The first phase of the pilot, which started last year at local producer CherryHill Orchards, looked at the use of radiofrequency identification (RFID) supplied by RAMP for on-farm traceability. RFID tags track fruit as it is harvested in the orchard, received and processed at the packing shed, and dispatched to fulfil customer orders.

In the coming season, the scheme will ramp up with the addition of GS1 standards-compliant QR codes onto packaging that can be checked using a smartphone, without the need for RFID scanners.
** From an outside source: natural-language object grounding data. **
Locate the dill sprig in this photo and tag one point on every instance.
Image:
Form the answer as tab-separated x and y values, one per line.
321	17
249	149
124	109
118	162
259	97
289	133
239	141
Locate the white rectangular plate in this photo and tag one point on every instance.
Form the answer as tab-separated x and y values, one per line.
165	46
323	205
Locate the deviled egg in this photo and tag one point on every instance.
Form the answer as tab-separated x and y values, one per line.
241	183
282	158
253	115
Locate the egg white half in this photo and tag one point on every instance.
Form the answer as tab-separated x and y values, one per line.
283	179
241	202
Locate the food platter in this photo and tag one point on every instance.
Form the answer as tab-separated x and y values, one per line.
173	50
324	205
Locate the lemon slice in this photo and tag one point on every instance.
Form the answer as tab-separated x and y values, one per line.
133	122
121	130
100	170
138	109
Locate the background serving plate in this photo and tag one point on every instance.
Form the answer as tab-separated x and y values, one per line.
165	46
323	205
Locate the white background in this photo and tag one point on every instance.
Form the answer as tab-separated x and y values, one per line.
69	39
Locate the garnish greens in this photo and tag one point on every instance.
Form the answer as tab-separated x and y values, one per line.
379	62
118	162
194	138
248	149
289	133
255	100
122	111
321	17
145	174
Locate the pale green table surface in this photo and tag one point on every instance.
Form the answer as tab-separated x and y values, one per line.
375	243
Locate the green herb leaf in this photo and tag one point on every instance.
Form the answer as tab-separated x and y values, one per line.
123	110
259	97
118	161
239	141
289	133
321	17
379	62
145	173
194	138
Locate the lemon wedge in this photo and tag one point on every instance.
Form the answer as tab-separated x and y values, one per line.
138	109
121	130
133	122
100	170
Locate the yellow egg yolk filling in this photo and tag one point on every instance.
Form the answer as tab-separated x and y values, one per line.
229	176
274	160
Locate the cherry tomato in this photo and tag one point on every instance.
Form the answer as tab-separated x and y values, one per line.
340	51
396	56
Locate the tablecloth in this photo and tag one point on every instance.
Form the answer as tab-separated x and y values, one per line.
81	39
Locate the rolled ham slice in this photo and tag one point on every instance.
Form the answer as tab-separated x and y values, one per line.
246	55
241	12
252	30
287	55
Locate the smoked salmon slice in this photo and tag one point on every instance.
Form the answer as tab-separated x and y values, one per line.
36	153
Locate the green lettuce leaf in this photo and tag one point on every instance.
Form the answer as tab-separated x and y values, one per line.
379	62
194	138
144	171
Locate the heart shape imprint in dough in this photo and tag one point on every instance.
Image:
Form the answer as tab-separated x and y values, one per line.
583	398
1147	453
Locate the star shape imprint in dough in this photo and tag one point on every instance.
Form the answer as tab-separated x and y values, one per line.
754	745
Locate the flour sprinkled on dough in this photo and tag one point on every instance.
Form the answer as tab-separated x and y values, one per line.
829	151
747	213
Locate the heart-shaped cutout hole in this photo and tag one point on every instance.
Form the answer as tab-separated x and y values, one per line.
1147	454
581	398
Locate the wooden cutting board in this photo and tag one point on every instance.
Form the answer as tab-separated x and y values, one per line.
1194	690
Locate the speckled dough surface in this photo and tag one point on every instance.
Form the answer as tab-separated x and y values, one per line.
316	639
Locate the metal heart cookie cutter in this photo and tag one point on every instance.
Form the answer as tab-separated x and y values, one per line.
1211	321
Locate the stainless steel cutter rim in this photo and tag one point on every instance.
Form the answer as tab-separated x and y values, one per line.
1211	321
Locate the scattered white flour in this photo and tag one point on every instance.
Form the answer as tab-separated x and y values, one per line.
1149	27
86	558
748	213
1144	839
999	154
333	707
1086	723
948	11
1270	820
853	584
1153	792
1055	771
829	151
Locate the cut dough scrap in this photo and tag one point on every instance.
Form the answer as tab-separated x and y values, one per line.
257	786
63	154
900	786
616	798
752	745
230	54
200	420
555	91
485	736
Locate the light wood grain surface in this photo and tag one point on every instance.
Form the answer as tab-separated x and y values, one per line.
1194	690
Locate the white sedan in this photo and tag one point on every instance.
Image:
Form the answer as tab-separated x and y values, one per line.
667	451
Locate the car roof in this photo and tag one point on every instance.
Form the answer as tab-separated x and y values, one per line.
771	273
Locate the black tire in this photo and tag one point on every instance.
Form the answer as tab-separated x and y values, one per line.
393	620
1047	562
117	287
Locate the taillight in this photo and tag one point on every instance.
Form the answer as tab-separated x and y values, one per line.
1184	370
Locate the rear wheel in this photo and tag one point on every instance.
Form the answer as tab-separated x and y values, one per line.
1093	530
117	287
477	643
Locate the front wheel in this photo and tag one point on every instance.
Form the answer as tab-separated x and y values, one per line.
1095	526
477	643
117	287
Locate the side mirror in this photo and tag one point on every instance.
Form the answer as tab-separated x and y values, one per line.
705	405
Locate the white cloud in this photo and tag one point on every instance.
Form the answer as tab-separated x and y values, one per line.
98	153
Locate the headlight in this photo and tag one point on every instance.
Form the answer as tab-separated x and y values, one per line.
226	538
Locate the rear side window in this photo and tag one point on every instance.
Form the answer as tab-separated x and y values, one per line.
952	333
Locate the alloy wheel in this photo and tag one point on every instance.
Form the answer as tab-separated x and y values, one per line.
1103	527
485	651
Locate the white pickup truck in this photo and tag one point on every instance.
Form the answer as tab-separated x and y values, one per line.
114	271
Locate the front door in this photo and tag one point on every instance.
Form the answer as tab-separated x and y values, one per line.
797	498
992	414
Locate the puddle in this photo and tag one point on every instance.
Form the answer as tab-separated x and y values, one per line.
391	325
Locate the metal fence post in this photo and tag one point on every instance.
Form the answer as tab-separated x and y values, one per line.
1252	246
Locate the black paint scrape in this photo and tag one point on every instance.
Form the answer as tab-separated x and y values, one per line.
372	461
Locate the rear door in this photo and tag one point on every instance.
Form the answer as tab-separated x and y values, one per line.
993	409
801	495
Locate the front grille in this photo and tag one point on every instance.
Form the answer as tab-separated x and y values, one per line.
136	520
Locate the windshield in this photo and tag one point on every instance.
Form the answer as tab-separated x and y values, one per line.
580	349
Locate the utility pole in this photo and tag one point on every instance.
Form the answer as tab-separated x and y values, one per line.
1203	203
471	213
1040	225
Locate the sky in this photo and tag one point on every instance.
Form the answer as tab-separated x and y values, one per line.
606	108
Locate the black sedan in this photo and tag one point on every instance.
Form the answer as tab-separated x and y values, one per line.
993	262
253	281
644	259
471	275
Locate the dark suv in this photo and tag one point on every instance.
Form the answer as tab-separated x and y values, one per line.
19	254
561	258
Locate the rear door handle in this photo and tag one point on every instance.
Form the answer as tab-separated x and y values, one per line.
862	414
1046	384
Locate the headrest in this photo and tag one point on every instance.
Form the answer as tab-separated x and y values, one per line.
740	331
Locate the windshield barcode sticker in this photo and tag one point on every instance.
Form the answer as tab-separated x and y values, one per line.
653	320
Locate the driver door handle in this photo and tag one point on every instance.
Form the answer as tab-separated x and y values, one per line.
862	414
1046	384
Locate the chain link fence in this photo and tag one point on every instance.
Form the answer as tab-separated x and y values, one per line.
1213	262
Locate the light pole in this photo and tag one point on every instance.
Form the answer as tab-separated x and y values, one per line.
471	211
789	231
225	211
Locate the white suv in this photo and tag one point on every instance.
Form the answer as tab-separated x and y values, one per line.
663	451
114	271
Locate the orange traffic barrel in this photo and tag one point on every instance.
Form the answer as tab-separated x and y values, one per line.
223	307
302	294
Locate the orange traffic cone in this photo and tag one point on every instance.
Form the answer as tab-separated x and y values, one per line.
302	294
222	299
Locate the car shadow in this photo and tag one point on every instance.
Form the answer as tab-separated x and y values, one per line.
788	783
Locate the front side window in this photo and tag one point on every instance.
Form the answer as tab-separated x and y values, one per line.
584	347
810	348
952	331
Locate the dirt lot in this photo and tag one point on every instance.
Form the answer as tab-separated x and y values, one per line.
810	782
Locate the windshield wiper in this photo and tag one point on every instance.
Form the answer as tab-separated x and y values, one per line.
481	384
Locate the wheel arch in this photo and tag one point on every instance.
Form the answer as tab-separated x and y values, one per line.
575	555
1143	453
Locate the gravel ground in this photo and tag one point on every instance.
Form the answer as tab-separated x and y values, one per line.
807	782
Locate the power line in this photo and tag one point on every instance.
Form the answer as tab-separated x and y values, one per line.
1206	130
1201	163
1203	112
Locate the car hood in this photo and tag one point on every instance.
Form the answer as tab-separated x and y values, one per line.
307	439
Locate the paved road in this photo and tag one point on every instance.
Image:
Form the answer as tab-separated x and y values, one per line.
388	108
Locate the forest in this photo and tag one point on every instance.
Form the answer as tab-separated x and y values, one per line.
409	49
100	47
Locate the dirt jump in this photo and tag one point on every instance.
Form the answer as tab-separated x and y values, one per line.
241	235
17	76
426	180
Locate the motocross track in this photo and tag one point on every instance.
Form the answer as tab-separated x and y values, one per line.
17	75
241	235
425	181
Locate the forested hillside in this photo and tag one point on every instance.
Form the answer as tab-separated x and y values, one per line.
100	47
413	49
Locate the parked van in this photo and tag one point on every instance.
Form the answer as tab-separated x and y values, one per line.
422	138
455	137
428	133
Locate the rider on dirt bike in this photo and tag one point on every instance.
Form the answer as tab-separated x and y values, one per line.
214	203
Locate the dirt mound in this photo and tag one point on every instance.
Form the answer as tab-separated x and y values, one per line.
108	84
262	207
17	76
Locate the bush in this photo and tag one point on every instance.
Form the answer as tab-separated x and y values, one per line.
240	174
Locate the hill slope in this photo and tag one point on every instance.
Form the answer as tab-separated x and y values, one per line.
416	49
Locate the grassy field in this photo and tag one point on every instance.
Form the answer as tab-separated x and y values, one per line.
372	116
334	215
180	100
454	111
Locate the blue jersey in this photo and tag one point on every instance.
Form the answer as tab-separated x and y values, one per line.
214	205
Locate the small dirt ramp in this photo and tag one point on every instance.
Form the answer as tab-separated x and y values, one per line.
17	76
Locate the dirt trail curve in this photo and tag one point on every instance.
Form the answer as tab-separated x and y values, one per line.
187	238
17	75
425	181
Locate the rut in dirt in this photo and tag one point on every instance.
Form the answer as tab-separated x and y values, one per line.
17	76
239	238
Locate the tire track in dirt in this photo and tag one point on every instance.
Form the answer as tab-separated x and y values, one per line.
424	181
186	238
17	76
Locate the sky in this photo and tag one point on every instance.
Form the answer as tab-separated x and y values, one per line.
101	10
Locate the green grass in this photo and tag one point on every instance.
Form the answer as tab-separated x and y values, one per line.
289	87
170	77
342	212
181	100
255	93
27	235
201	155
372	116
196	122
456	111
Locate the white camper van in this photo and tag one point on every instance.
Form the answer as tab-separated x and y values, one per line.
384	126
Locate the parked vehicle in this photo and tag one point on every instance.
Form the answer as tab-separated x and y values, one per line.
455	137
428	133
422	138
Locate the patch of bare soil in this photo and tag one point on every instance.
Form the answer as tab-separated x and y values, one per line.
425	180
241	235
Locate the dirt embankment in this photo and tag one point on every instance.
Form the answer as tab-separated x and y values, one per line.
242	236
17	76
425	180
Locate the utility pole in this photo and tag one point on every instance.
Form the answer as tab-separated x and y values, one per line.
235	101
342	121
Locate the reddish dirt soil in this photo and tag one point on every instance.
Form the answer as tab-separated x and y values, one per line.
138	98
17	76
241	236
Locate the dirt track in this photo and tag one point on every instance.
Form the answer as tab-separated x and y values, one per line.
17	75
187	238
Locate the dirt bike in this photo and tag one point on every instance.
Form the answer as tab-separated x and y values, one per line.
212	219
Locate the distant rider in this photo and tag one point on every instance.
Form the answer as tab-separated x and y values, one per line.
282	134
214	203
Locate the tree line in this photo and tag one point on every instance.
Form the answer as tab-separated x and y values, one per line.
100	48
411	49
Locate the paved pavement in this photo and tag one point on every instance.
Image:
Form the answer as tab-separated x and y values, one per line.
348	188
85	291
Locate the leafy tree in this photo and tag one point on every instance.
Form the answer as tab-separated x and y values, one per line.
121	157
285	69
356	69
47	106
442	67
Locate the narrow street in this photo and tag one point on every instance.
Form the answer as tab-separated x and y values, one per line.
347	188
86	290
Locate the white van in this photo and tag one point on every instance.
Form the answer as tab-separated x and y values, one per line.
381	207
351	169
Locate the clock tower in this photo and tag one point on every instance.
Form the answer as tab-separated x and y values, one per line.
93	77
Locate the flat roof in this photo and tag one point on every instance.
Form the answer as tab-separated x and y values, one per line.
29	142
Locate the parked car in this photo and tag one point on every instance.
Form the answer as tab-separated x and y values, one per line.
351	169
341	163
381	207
That will make automated identification of each pack and sharing of data with every business in the supply chain possible, and allow consumers to authenticate the packs.

The project, carried out in collaboration with Agriculture Victoria which provided A$811,000 in grant funding, is due to be completed next April, after which the results will be made available.

A similar traceability initiative by Tasmanian producer Reid Fruits using technology supplied by Laava showed that adding codes to boxes of cherries resulted in a big reduction of counterfeit attempts on the brand.

“Traceability remains pivotal to enhancing the competitiveness of our cherries in international markets,” commented Nick Noske, acting president of Cherry Growers Australia.

“It will reinforce the provenance, authenticity, and safety of our products,” he added. “The insights gained through this initiative continue to serve as a foundation of integrity for our industry, empowering us to navigate both local and global challenges.”

There is a big market for Australian cherries around the world, particularly in Asia where the fruit is a sought-after gift, but top brands are prone to substitution and counterfeiting.

“Cherries are the most anticipated and highly sought-after seasonal fruit here in Australia and in our valued export markets,” said Stephen Riseborough, director of CherryHill Orchards.

“Enabling traceability technology provides invaluable benefit through risk management and product assurance. It ensures that our cherries can be precisely traced back to their exact point of origin, demonstrating that they are indeed clean, safe, and reputable products,” he added.